Methods: Here, we introduce a novel chronic lymph node window (CLNW) model to facilitate new discoveries in the growth and spread of lymph node metastases. We use the CLNW in multiple models of spontaneous lymphatic metastases in mice to study the vasculature of metastatic lymph nodes (n = 9-12). We further test our results in patient samples (n = 20 colon cancer patients; n = 20 head and neck cancer patients).
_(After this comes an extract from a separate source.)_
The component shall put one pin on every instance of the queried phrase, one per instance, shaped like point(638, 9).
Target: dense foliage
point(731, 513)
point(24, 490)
Finally, we test the ability of antiangiogenic therapy to inhibit metastatic growth in the CLNW. All statistical tests were two-sided.
 
Results: Using the CLNW, we reveal the surprising lack of sprouting angiogenesis during metastatic growth, despite the presence of hypoxia in some lesions. Treatment with two different antiangiogenic therapies showed no effect on the growth or vascular density of lymph node metastases (day 10: untreated mean = 1.2%, 95% confidence interval [CI] = 0.7% to 1.7%; control mean = 0.7%, 95% CI = 0.1% to 1.3%; DC101 mean = 0.4%, 95% CI = 0.0% to 3.3%; sunitinib mean = 0.5%, 95% CI = 0.0% to 1.0%, analysis of variance P = .34). We confirmed these findings in clinical specimens, including the lack of reduction in blood vessel density in lymph node metastases in patients treated with bevacizumab (no bevacizumab group mean = 257 vessels/mm2, 95% CI = 149 to 365 vessels/mm2; bevacizumab group mean = 327 vessels/mm2, 95% CI = 140 to 514 vessels/mm2, P = .78).
 
Conclusion: We provide preclinical and clinical evidence that sprouting angiogenesis does not occur during the growth of lymph node metastases, and thus reveals a new mechanism of treatment resistance to antiangiogenic therapy in adjuvant settings. The targets of clinically approved angiogenesis inhibitors are not active during early cancer progression in the lymph node, suggesting that inhibitors of sprouting angiogenesis as a class will not be effective in treating lymph node metastases.